Bütçelere bağlı olarak BT liderleri, enerji verimliliğini artırmak için donanım değiştirmeyi düşünebilir. Her nesil sunucu, pazardaki veri merkezlerinin sürdürülebilirliğini geliştirmenin önemli bir yolu olan çip düzeyinde artan verimlilik iyileştirmeleri ile tasarımında enerji verimliliğini artırabilir.

Temiz enerji veri merkezleri

Enerji tasarruflu veri merkezlerinin aksine temiz enerjiyle çalışan veri merkezleri, gücünü doğrudan yenilenebilir veya düşük karbonlu sistemlerden çekerek çevre üzerindeki olumsuz etkiyi azaltır. 

Rüzgar ve güneş enerjili veri merkezleri

Ülkeler mevcut en ucuz ve en temiz enerji biçimini benimsedikçe, rüzgar ve güneş enerjisi dünya genelindeki enerji karışımına giderek daha büyük bir katkı sağlıyor. İşletmeler veri merkezlerini genişletmek istediklerinde, mevcut yenilenebilir enerji sağlayıcılarıyla giderek daha fazla anlaşma yapıyorlar veya tesislerinin kullanım noktasında yeşil olmasını sağlamak için kendi yenilenebilir enerjilerinin finansmanına yardımcı oluyorlar.

Örneğin Cisco’nun Avrupa’da %100 yenilenebilir operasyon hedefi, İspanyol yenilenebilir enerji şirketi IGNIS ile Aragon’da bir güneş enerjisi çiftliği inşa etme taahhüdü imzalamasına yol açtı. Google ve Amazon ayrıca kamu hizmeti şirketi ENGIE ile Moray West açık deniz rüzgar çiftliğinden enerji satın almak için anlaşmalar imzaladı.

Aralıklı enerji kaynakları olarak rüzgar ve güneş enerjisi, gücün sürekli olarak mevcut olmasını ve sunucuların çalışma süresini sürdürmesini sağlamak için enerji depolama sistemleriyle giderek daha fazla birleştiriliyor.

Meta çip

Yeşil Veri Merkezleri: Enerji Verimli BT Altyapısı için Sürdürülebilir Uygulamalar‘ başlıklı makalesinde Dr.

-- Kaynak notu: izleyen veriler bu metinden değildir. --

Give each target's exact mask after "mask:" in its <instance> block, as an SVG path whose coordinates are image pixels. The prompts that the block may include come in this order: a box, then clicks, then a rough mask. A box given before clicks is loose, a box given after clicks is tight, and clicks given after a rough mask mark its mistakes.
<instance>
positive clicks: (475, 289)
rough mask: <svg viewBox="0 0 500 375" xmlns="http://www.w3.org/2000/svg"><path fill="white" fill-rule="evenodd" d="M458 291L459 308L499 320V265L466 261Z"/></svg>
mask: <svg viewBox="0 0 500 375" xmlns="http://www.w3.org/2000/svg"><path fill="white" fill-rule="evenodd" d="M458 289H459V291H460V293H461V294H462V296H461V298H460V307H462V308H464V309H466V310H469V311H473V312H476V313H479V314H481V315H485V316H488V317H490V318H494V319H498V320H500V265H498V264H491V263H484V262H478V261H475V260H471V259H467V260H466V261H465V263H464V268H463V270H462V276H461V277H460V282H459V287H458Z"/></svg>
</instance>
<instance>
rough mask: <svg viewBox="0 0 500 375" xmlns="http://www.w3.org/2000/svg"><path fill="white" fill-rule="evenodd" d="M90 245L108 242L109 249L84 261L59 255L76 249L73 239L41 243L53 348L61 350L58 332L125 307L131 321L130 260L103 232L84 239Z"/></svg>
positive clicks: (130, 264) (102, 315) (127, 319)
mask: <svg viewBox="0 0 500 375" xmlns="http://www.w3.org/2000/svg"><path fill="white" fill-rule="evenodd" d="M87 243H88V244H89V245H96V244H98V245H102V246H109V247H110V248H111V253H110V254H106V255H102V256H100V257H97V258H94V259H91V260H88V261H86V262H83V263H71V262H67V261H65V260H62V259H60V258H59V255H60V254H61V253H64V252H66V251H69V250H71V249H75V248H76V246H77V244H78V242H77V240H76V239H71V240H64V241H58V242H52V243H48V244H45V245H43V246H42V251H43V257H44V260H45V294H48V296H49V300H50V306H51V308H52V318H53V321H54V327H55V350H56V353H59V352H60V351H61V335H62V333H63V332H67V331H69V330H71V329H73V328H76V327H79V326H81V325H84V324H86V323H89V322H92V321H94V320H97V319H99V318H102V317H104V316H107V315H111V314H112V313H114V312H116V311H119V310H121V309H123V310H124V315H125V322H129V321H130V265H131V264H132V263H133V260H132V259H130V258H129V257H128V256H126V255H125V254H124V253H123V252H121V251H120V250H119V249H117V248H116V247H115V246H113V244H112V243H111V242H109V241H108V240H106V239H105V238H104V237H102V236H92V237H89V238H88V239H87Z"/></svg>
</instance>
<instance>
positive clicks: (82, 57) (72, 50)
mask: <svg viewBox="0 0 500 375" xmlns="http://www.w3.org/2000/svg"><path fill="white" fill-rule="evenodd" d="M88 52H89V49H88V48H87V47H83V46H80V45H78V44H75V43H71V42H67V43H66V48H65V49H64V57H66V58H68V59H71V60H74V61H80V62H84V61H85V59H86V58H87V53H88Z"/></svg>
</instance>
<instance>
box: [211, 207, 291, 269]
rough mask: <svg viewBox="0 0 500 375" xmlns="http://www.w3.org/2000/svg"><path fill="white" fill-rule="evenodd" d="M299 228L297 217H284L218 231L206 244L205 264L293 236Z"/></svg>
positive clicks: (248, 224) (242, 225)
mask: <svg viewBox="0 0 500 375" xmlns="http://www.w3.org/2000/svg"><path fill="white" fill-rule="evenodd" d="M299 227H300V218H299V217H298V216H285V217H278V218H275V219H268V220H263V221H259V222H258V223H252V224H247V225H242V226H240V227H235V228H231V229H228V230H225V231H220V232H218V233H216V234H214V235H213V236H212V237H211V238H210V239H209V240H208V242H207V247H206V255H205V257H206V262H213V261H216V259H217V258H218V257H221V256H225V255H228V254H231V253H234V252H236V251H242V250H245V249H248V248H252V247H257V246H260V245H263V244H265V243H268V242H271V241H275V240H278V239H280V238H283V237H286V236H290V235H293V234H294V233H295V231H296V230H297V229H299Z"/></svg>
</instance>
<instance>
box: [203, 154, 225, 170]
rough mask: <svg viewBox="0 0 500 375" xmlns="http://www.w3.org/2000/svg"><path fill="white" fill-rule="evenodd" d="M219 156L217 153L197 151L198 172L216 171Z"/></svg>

Peter Efosa Ohenhen şöyle yazıyor: “Yenilenebilir enerji kaynaklarının mevcut enerji şebekelerine entegrasyonu, bir başka önemli zorluğu da beraberinde getiriyor; çünkü yenilenebilir enerji üretimindeki dalgalanmalar, veri merkezi operasyonlarını etkileyebilir.

Nükleer enerjiyle çalışan veri merkezleri

Nükleer enerji, harici bir elektrik şebekesi kullanmayan müstakil veri merkezlerini gerçeğe dönüştürüyor. Örneğin Microsoft, yapay zeka çalışmalarını nükleer enerjiyle güçlendirmeyi planladığını duyurdu. Fransa ve Belçika artık nükleer enerjiyi temiz bir enerji kaynağı olarak listeliyor ve ABD eyaletleri Georgia, Pennsylvania ve Ohio’da şu anda geliştirilmekte olan küçük modüler nükleer reaktör (SMR) projeleri var.

Hidrojenle çalışan veri merkezleri

Hidrojen enerjisi, veri merkezleri için düşük karbonlu bir seçenek olarak araştırılıyor; Microsoft, 2022’de veri merkezleri için hidrojen yakıt hücresini test etti.

Hidrojen enerjisi esas olarak atık ürünü olarak su üretse de, elektroliz yoluyla diğer enerji kaynaklarının da belirli ölçekte üretilmesini gerektirir. Bunlar güneş veya rüzgar gibi yenilenebilir enerji kaynakları değilse, bu durum yeşil kimlik bilgilerine zarar verir.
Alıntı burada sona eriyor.